PureInsight | December 3, 2006

In a study previously published in the International Journal of Astrobiology,
researchers state that a meteorite that fell to Earth over northwestern
Canada in January 2000 contains a previously unseen type of primitive
organic material that was formed long before our own solar system came
into being.



The Tagish Lake meteorite fell to Earth over the Yukon Territory of
Canada on Jan. 18, 2000. The Tagish Lake meteorite is a carbonaceous
chondrite, a rare type of meteorite that is rich in organic
(carbon-bearing) compounds. Organic matter in meteorites is a subject
of intense interest because this material formed at the dawn of the
Solar System and may have seeded the early Earth with the building
blocks of life.



The Tagish Lake meteorite is especially valuable for this work because much of

it was collected immediately after its fall over Canada in 2000 and has
been maintained in a frozen state, minimizing terrestrial
contamination. The collection and curation of the meteorite samples
preserved its pristine state.



Through extensive testing using, in part, electron microscopes, the
researchers found numerous hollow, bubble-like hydrocarbon globules in
the meteorite. They believe these organic globules, the first found in
any natural sample, are very similar to those produced in laboratory
simulations designed to recreate the initial conditions present when
life first formed in the universe.



"While not of biological origin themselves, these globules would have
served very well to protect and nurture primitive organisms on Earth,"
said Dr. Michael Zolensky, an author of the paper and a researcher in
the Office of Astromaterials Research and Exploration Science at NASA's
Johnson Space Center in Houston. "They would have been ready-made homes
for early life forms."



The type of meteorite in which the globules were found is also so
fragile that it generally breaks up into dust during its entry into
Earth's atmosphere, scattering its organic contents across a wide swath.

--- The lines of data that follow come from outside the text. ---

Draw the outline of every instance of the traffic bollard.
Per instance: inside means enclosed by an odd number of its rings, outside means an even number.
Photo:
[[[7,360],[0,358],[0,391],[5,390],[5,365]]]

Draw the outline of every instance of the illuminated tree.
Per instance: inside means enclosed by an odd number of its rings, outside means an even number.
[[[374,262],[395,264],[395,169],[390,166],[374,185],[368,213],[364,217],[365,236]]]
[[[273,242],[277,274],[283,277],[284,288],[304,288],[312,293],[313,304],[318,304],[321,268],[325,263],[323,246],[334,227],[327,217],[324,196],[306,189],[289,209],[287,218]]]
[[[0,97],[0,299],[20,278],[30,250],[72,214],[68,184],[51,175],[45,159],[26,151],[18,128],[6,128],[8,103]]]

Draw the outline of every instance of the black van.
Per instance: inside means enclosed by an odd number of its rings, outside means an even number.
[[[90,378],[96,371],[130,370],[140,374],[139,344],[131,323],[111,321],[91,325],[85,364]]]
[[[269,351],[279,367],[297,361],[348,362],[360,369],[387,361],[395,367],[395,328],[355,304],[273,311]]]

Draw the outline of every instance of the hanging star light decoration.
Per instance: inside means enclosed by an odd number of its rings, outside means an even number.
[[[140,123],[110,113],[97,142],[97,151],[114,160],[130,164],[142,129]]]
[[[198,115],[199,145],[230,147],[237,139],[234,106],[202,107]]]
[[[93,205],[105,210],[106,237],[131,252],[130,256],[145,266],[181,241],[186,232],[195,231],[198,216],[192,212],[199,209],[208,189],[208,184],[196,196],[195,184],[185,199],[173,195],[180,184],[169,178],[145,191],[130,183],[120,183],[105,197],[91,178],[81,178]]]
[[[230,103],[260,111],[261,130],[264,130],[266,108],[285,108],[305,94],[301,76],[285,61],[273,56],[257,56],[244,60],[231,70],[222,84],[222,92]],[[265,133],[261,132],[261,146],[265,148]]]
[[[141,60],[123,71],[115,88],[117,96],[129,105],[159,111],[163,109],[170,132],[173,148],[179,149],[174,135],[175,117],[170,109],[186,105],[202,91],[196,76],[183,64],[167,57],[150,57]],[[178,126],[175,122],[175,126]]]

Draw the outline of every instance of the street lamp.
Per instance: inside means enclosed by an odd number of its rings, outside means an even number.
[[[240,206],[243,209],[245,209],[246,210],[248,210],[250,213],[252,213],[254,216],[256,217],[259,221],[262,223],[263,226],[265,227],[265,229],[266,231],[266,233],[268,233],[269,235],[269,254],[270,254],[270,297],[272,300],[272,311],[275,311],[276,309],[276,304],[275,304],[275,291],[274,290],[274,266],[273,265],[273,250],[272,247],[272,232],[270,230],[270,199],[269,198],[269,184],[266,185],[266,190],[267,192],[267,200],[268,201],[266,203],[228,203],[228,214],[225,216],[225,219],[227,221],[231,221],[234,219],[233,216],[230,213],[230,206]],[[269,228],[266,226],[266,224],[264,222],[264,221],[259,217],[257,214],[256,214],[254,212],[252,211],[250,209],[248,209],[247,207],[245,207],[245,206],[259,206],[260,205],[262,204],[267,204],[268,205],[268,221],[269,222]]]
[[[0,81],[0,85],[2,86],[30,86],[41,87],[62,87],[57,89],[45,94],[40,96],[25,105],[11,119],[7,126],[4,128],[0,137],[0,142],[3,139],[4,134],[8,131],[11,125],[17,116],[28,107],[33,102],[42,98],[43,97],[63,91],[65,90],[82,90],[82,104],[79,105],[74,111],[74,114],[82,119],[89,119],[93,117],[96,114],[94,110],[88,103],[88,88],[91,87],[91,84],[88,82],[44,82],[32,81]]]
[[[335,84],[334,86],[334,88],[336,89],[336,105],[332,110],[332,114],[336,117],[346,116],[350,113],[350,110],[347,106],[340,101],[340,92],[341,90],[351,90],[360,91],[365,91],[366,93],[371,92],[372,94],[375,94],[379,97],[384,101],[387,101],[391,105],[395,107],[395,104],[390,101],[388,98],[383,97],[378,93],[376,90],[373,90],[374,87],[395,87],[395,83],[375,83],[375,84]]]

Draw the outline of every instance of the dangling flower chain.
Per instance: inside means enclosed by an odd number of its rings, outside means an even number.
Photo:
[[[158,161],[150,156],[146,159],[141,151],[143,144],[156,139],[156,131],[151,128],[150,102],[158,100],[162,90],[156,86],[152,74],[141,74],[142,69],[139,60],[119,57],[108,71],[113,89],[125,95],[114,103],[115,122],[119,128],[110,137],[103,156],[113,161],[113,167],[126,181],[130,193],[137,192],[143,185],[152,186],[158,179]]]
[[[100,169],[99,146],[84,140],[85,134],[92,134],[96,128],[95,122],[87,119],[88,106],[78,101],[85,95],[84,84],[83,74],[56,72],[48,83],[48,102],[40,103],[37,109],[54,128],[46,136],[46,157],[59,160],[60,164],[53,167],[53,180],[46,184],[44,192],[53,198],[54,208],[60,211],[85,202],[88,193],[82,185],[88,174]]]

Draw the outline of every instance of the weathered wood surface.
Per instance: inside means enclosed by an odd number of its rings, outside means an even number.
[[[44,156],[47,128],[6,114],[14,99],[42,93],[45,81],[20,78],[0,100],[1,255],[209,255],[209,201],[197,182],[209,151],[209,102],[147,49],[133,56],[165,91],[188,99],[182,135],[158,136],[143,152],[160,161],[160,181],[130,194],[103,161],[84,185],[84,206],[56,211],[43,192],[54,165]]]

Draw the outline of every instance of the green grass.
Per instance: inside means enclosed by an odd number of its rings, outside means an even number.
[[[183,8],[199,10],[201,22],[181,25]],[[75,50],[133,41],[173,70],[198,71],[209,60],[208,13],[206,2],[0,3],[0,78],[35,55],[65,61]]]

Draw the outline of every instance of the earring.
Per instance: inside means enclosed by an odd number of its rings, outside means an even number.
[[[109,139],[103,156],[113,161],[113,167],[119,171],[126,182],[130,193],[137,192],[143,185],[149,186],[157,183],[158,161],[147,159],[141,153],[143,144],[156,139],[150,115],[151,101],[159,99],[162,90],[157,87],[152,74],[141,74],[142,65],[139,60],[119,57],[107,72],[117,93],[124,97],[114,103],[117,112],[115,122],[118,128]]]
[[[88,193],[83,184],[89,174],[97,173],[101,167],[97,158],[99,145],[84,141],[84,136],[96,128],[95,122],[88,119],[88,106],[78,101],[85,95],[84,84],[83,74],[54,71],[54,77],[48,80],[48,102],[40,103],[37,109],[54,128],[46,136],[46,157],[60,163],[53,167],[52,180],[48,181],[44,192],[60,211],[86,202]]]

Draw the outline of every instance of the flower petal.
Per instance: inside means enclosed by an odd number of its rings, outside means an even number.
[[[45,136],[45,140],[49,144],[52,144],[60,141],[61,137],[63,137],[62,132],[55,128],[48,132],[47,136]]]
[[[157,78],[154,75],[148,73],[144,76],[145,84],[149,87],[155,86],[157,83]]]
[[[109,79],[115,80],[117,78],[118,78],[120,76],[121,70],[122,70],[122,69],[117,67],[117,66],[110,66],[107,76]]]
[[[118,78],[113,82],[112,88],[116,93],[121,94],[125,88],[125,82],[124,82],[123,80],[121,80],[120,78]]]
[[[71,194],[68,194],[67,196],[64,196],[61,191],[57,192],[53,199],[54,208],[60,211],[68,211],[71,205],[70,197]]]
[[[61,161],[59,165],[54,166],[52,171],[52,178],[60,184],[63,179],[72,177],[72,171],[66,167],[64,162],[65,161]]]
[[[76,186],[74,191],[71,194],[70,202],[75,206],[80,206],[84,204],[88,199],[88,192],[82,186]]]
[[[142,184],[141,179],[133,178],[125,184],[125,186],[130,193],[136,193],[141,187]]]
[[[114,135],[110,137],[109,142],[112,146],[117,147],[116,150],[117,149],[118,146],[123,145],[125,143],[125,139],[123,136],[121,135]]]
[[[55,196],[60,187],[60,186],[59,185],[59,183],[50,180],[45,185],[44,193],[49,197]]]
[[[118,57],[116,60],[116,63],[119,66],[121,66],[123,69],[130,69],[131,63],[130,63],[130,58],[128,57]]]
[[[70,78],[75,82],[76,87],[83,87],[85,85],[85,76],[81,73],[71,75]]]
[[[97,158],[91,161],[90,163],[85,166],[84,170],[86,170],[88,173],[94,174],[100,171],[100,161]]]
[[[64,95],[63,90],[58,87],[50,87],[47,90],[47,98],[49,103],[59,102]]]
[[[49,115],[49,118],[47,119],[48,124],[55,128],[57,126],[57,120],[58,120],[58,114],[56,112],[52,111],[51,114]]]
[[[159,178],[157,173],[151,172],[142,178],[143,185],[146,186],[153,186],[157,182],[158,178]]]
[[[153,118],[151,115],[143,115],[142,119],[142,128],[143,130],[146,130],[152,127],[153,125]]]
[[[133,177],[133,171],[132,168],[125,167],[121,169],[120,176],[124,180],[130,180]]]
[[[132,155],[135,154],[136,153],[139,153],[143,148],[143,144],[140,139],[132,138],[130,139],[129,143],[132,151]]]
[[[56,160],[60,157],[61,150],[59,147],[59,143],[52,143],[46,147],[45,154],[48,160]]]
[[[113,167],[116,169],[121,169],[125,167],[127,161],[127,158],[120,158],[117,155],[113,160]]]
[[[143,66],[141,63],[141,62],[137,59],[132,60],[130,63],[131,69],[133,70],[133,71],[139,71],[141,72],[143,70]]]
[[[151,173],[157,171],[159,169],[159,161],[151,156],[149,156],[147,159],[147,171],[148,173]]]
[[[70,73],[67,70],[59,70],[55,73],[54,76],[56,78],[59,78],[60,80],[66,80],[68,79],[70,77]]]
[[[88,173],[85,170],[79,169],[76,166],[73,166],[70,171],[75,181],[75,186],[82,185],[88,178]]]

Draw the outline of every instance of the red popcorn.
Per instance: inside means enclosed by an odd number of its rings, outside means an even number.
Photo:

"If, as we suspect, this type of meteorite has been falling onto Earth
throughout its entire history, then the Earth was provided with these
hydrocarbon globules at the same time life was first forming here,"
Zolensky said. "We were exceedingly fortunate that this particular
meteorite was so large that some pieces survived to be recovered on the
ground."



In 2001, researchers at NASA's Ames Research Center in Moffett Field,
Calif., announced that they had made basically identical hydrocarbon
globules in the laboratory from materials present in the early solar
system and interstellar space.



"What we have now shown is that that these globules were in fact made
naturally in the early solar system, and have been falling to Earth
throughout time," Zolensky said. The researchers believe the Tagish
Lake meteorite came from the outer asteroid belt, toward Jupiter, and
that similar organic materials may have been falling onto the moons of
Jupiter, including Europa.



"It is interesting to speculate about the presence of these organics in
the ocean we believe may be present under the ice cap of this moon,"
Zolensky said.



In a paper published in the Dec. 1 issue of the journal Science,
a team headed by NASA space scientist Keiko Nakamura-Messenger, reports
that the Tagish Lake meteorite contains numerous submicrometer hollow
organic globules.



"Similar objects have been reported from several meteorites since the
60's. Some scientists believed these were space organisms, but others
thought they were just terrestrial contamination," said
Nakamura-Messenger. The same bubble-like organic globules appeared in
this freshest meteorite ever received from space. "But in the past,
there was no way to determine for sure where these organic globules
came from because they were simply too small. They are only 1/10,000
inch in size or less."



In 2005, two powerful new nano-technology instruments were installed in
the scientists' laboratory at Johnson Space Center. The organic
globules were first found in ultrathin slices of the meteorite with a
new JEOL transmission electron microscope. It provided detailed
structural and chemical information about the globules. The organic
globules were then analyzed for their isotopic compositions with a new
mass spectrometer, the Cameca NanoSIMS, the first instrument of its
kind capable of making this key measurement on such small objects.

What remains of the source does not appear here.